Partie I · Les racines
Al-Farāhīdī : al-ḥill — la levée de l’interdiction, ce qui est ouvert, accessible, non lié. Ḥalla — il s’est dénoué, il est devenu licite.
Ibn Fāris : sens primitif — al-fatḥ wa-l-inḥilāl — l’ouverture et le dénouement. Ḥalāl : ce qui est délié, ouvert, accessible.
Al-Farāhīdī : al-ḥurma — ce qui est protégé, inviolable, dont l’accès est interdit. Al-ḥirmān — la privation, l’exclusion.
Ibn Fāris : sens primitif unique — al-manʿ — l’interdiction, la mise hors d’atteinte.
Partie II · Qui a le droit de déclarer ḥalāl ou ḥarām ?
§ 1 · Le principe coranique fondamental
Déclarer ḥalāl ou ḥarām sans autorisation coranique est qualifié d’iftirāʾ ʿalā llāh — forger un mensonge sur Allaah. Ce n’est pas une exagération rhétorique : c’est la formule coraniqe du shirk (cf. S.4:48). Seul Allaah déclare ḥarām.
Faṣṣala — Il a détaillé, Il a explicité. Le Coran affirme que les interdictions ont été détaillées. Ce qui n’est pas dans ce détail n’est pas interdit. L’inventaire des interdictions coraniques explicites est donc fermé — non ouvert à l’addition par d’autres sources.
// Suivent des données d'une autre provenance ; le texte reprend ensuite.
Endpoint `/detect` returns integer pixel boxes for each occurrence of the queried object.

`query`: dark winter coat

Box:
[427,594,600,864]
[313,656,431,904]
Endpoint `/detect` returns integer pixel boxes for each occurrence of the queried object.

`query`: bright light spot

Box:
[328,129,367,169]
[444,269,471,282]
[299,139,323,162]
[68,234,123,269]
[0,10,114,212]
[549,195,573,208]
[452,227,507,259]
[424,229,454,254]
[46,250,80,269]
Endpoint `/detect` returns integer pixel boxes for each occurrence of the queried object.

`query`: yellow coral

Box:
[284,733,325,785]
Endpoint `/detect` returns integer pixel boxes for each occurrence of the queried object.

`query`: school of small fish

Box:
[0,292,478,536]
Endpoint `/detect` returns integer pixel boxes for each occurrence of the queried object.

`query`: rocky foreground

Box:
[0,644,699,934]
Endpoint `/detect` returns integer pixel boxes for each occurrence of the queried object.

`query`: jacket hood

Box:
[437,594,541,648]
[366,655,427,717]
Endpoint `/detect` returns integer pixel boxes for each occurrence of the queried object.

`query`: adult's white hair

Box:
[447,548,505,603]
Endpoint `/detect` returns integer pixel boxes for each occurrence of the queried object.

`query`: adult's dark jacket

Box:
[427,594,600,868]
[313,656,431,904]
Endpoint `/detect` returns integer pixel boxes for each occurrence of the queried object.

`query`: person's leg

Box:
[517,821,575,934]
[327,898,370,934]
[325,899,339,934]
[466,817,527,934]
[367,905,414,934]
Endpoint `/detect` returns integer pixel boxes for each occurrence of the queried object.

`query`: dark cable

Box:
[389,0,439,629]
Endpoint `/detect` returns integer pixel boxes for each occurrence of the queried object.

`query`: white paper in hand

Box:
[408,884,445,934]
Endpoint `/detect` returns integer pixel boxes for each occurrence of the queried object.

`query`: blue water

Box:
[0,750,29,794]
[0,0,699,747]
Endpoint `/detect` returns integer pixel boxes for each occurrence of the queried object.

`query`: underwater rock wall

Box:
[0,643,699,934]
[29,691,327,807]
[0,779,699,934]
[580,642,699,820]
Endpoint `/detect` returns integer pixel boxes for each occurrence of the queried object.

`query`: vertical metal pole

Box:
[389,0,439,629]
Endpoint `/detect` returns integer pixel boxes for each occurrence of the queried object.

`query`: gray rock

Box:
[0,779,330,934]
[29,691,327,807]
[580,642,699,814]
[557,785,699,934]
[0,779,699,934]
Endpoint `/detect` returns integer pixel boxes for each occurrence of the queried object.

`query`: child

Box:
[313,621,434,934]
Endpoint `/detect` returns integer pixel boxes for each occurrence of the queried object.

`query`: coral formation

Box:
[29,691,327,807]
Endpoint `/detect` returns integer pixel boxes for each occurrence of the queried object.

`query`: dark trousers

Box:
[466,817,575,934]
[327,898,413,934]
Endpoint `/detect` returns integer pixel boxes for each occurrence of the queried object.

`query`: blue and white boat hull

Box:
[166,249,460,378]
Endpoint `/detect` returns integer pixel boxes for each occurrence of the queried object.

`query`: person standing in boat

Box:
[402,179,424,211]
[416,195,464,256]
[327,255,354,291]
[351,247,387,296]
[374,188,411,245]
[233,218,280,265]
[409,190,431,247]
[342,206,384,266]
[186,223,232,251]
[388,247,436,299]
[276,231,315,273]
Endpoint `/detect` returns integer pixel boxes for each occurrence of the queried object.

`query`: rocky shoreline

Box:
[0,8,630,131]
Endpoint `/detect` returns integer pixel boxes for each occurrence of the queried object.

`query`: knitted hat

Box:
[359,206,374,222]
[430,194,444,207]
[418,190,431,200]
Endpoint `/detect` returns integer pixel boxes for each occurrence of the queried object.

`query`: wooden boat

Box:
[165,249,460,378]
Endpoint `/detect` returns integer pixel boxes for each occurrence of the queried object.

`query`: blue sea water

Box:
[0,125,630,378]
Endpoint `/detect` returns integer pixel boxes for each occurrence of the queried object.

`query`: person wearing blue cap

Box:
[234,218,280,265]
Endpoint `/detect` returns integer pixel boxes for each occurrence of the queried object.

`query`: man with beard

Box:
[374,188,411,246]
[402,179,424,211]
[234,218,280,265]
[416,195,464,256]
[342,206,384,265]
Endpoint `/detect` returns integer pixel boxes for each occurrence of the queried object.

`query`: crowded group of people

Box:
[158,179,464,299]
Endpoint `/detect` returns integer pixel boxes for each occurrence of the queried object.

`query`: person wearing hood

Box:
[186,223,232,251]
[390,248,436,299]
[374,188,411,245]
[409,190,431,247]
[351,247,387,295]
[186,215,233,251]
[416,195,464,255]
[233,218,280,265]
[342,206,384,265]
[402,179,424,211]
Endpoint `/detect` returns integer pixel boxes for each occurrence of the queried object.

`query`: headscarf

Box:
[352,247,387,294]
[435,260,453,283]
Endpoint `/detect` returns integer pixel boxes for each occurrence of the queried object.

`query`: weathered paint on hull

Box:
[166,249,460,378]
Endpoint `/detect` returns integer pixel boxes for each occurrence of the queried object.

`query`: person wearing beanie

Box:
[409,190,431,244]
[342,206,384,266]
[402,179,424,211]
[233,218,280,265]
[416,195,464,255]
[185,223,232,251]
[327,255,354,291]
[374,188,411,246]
Partie III · Inventaire exhaustif des interdictions coraniques explicites
| Catégorie | Verset(s) | Ce que le texte dit |
|---|---|---|
| Chair de l’animal mort (mayta) | 2:173, 5:3, 6:145, 16:115 | Interdit sauf contrainte |
| Sang répandu (dam masfūḥ) | 6:145 | Précision textuelle : sang qui coule |
| Chair du porc (laḥm al-khinzīr) | 2:173, 5:3, 6:145, 16:115 | Interdit |
| Ce qui est consacré à autre qu’Allaah | 2:173, 5:3, 6:145 | Interdit |
| Bête étranglée, frappée, tombée, encornée | 5:3 | Interdit sauf si abattue avant la mort |
| Ce sur quoi un nom autre qu’Allaah est invoqué | 6:121 | Interdit |
| Alcool (khamr) | 5:90–91 | Rijs — à éviter (ijtanibūhu) |
| Jeux de hasard (maysir) | 5:90–91 | Rijs — à éviter |
| Relations dans les degrés prohibés | 4:22–23 | Liste explicite |
| Adultère (zinā) | 17:32 | Fāḥisha wa-sāʾa sabīlā |
| Usure (ribā) | 2:275–279 | Interdit |
| Vol | 5:38 | Sanction prescrite |
Cette liste est exhaustive dans le Coran. Tout ce qui n’y figure pas et que la tradition a déclaré ḥarām — tabac, musique instrumentale, représentations figuratives, etc. — n’a pas de fondement coranique. Ces interdictions supplémentaires relèvent du shirk législatif selon S.42:21.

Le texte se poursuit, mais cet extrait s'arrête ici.